Dunque, dopo Belli e Manzoni, Sciascia e Manzoni. E così tanti altri. Ma ho fatto in proposito una piccola scoperta, la tesi di laurea che Giuseppe Dessì discusse presso la Facoltà di Lettere dell’Università di Pisa nell’anno accademico 1935-1936 intitolata La storia nell’arte di Alessandro Manzoni. Forse le pagine più significative di quella tesi – e già l’epigrafe proustiana ci indirizza in questo senso – sono quelle dedicate a Ermengarda, al problema del tempo, la «prospettiva di tempo», l’«atmosfera di tempo», la memoria proustiana, il passaggio dall’ideogramma all’alfabeto. Ma certo dal punto di vista dello sviluppo di quel leit-motiv che da San Silvano arriva a Paese d’ombre, le considerazioni più interessanti sono quelle che riguardano il libro di Angelandrea Zottoli, Umili e potenti nella poetica del Manzoni, che Dessì riprende perché si pone il problema del rapporto tra realtà e fantasia, di quella linea di confine tra la poesia e la storia che il Manzoni aveva cercato di segnare con tanta nettezza e che a un certo punto ondeggia e minaccia di svanire, proprio quando, abbandonando l’originario proposito di scrivere un dramma su Spartaco, lo scrittore si avvia alla lenta elaborazione dei Promessi sposi.
«Abbiamo già ricordato – scrive Dessì con riferimento al noto passo manzoniano nel secondo capitolo del Discorso sopra alcuni punti della storia longobardica in Italia –un’osservazione dello Zottoli che fa rilevare in quali condizioni si trovasse lo spirito del poeta all’uscire dall’indagine storica. Di fronte al triste ma portentoso fenomeno di quella immensa moltitudine d’uomini, tutta una serie di generazioni, che passa sulla terra, sulla sua terra, inosservata, senza lasciar traccia, “la coscienza del Manzoni rimaneva commossa… e la vista che non sapeva staccarsene ancora tentava di penetrarne in qualche modo il mistero” […] Anzi, sempre secondo lo Zottoli, per il Manzoni “l’unica storia che abbia vera importanza è la storia di coloro che non hanno lasciato traccia nella storia”, coloro che non hanno storia individuale, possiamo aggiungere, e che, se hanno lasciato una traccia del loro passaggio sulla terra e nel tempo, questa traccia è come quella lasciata da un torrente».
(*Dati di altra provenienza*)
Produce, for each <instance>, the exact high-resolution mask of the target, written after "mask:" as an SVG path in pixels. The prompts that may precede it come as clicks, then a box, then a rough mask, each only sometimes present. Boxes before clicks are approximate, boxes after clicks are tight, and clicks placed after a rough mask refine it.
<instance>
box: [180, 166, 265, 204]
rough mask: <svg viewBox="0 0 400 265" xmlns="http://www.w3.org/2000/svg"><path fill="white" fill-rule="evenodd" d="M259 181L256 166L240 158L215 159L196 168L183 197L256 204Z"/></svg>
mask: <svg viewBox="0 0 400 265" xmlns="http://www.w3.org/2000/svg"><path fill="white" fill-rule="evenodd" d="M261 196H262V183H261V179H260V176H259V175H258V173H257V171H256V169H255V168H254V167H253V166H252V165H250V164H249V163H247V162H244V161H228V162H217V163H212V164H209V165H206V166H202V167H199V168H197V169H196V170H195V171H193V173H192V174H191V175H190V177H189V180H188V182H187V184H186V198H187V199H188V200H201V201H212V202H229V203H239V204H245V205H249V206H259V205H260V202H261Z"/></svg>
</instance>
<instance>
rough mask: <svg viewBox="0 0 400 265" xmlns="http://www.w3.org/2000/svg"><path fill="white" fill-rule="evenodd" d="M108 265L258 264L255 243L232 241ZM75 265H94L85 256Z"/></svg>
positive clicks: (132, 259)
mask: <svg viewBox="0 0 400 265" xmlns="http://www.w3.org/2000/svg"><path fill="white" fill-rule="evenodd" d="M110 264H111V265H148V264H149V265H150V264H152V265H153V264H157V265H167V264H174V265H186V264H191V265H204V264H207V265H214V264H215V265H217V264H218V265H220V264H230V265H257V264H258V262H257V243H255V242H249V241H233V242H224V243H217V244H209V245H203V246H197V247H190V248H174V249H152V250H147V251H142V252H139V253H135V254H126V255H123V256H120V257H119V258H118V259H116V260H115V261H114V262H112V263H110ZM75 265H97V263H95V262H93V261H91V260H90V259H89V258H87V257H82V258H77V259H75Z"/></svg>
In questo brano sembra già prefigurata la vicenda del racconto Paese d’ombra, della fiumana di pietre che passando per le mani di generazioni lontanissime scende entro la forma sempre uguale delle povere case: «Questa è la frana che travaglia Ruinalta e costituisce la sua vera, immutabile storia. E quando si pensa, fantasticamente, alla sua lenta discesa attraverso le case e gli uomini, verso la valle, non si può fare a meno di pensare, nella dissoluzione della materia, che questo è un paese d’ombra, di fantasmi di case; e che queste viti, questi alberi di fico, questi vasi di basilico, questi rosai selvatici dei piccoli cortili, e i polli, i bambini, la biancheria stesa altro non sono che forme labili posate come farfalle su questa materia inconoscibile. Bruni uguali ciottoli a forma d’uovo colati dalla spaccatura della montagna come i semi da un frutto». In questo brano soprattutto sembra già preannunciato il romanzo vincitore del Premio Strega, Paese d’ombre.